# Not exactly carving



## Gologit (Feb 9, 2010)

One of our landing guys was freehanding cedar planters out of cull logs this summer. I didn't get a chance to watch him but I saw some of the finished product. They ranged in length from 3 to 6 feet.

Anybody know how to do this? I'd like to give it a try.


----------



## RandyMac (Feb 11, 2010)

Leave it to a landing man to have the time to create art.


----------



## Gologit (Feb 11, 2010)

RandyMac said:


> Leave it to a landing man to have the time to create art.



Yeah, and he was pretty good, too. The guy never stood still for more than a minute...always doing something. Good hand. I cut a bunch of cedar yesterday so I might try to just figure it out on my own. What doesn't make a planter will always make fire wood.


----------



## bigbadbob (Feb 11, 2010)

How about some pictures!!!
Then us retired guys might have an idea on what to do with our spare time!!:biggrinbounce2:
And our spare saws!!
I have a new to me 090 just dying to carve!!!


----------



## RandyMac (Feb 12, 2010)

You do know what the best use of an 090 is?

Yeah Bob, landing men are busy, one thing after another, and some that try to squash them, usually painted yellow.

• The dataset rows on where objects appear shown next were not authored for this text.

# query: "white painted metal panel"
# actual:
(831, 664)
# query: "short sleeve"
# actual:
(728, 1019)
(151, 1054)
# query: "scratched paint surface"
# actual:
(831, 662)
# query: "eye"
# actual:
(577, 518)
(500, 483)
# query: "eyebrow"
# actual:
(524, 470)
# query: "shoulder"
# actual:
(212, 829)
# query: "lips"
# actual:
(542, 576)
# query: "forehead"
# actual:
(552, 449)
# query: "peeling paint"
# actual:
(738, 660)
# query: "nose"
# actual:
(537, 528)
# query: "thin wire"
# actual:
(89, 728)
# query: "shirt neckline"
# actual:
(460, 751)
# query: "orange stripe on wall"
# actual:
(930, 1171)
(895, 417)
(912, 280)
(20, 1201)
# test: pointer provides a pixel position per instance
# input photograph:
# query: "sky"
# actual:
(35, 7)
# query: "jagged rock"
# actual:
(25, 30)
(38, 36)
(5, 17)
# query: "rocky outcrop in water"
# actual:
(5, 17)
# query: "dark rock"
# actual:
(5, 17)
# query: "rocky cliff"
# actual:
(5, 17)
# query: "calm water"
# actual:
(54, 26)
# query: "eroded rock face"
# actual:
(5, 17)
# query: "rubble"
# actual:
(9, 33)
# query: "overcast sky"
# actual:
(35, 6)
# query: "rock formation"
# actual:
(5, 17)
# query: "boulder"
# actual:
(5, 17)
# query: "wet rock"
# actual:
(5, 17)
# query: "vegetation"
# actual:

I made a ton of planters out of split stuff, winter project stuff.


----------



## John Ellison (Feb 22, 2010)

This isnt a carving either, or a planter. But it will probably end up holding a plant. I have to hand it to the guys that actually do carve things with a chainsaw. I kept getting in a hurry and woops, oh well. Started out as a pine butt log somewhere around 30" dia.x36"l. Now it is around 36"tall x15"sq. I just happened to think, it would be fun to make a chain out of a log.


----------



## Gologit (Feb 22, 2010)

John Ellison said:


> This isnt a carving either, or a planter. But it will probably end up holding a plant. I have to hand it to the guys that actually do carve things with a chainsaw. I kept getting in a hurry and woops, oh well. Started out as a pine butt log somewhere around 30" dia.x36"l. Now it is around 36"tall x15"sq. I just happened to think, it would be fun to make a chain out of a log.

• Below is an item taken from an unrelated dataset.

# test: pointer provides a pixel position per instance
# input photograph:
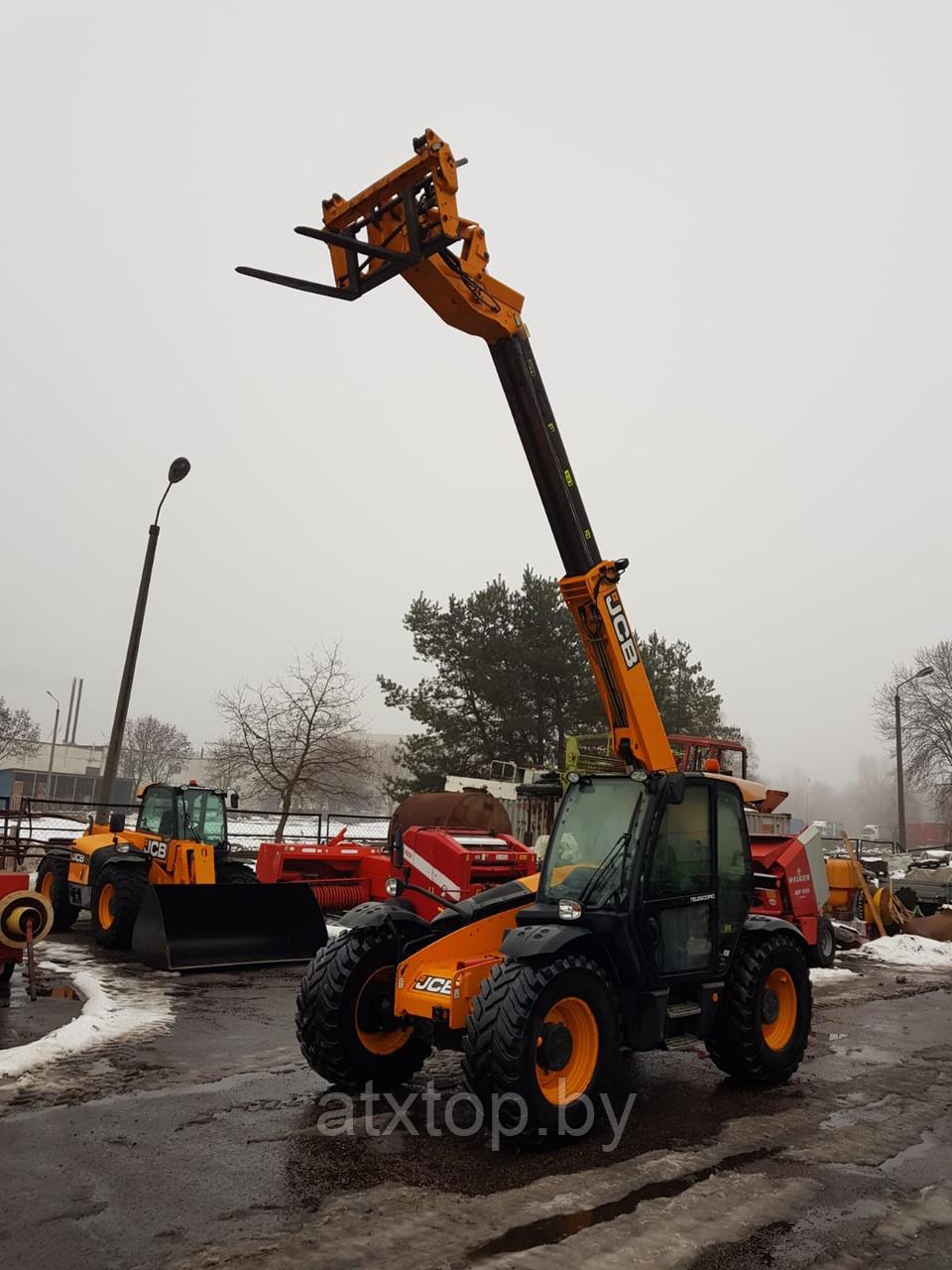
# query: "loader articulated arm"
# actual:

Nice chair, John. I'm still experimenting with the planter. All I have so far is firewood.


----------



## matt9923 (Feb 22, 2010)

Gologit said:


> Nice chair, John. I'm still experimenting with the planter. All I have so far is firewood.



 keep us posted on how it goes. My brother made a mushroom, ill see if I can find the pictures.





he used my 028 super with 16"


----------



## TreeTarget (Mar 4, 2010)

*Steps up the ladder...*

Seems the chair would be so much easier to start with...Nice one, by the way. The curves, moreso than the angles are what I will be worried about on pieces that are more sculpture than furniture. Mushrooms seem like more headache than they are worth. Lots of practice on curves, though.


----------



## dancan (Mar 28, 2010)

Hope this helps a little .
http://www.stihl.ca/KnowHow.aspx?sub=tipstricks&tip=trunk&x=9R5xFLWjQ1ENuy3RluBFJA


----------



## john taliaferro (Mar 30, 2010)

cool mushroom . Mike &i put a spring in them ,use a die spring and just drill a hole in the cap& stim ,bobble heads , 200.00 $ 200.$ we even do adopsion papers for a resipt. john t


----------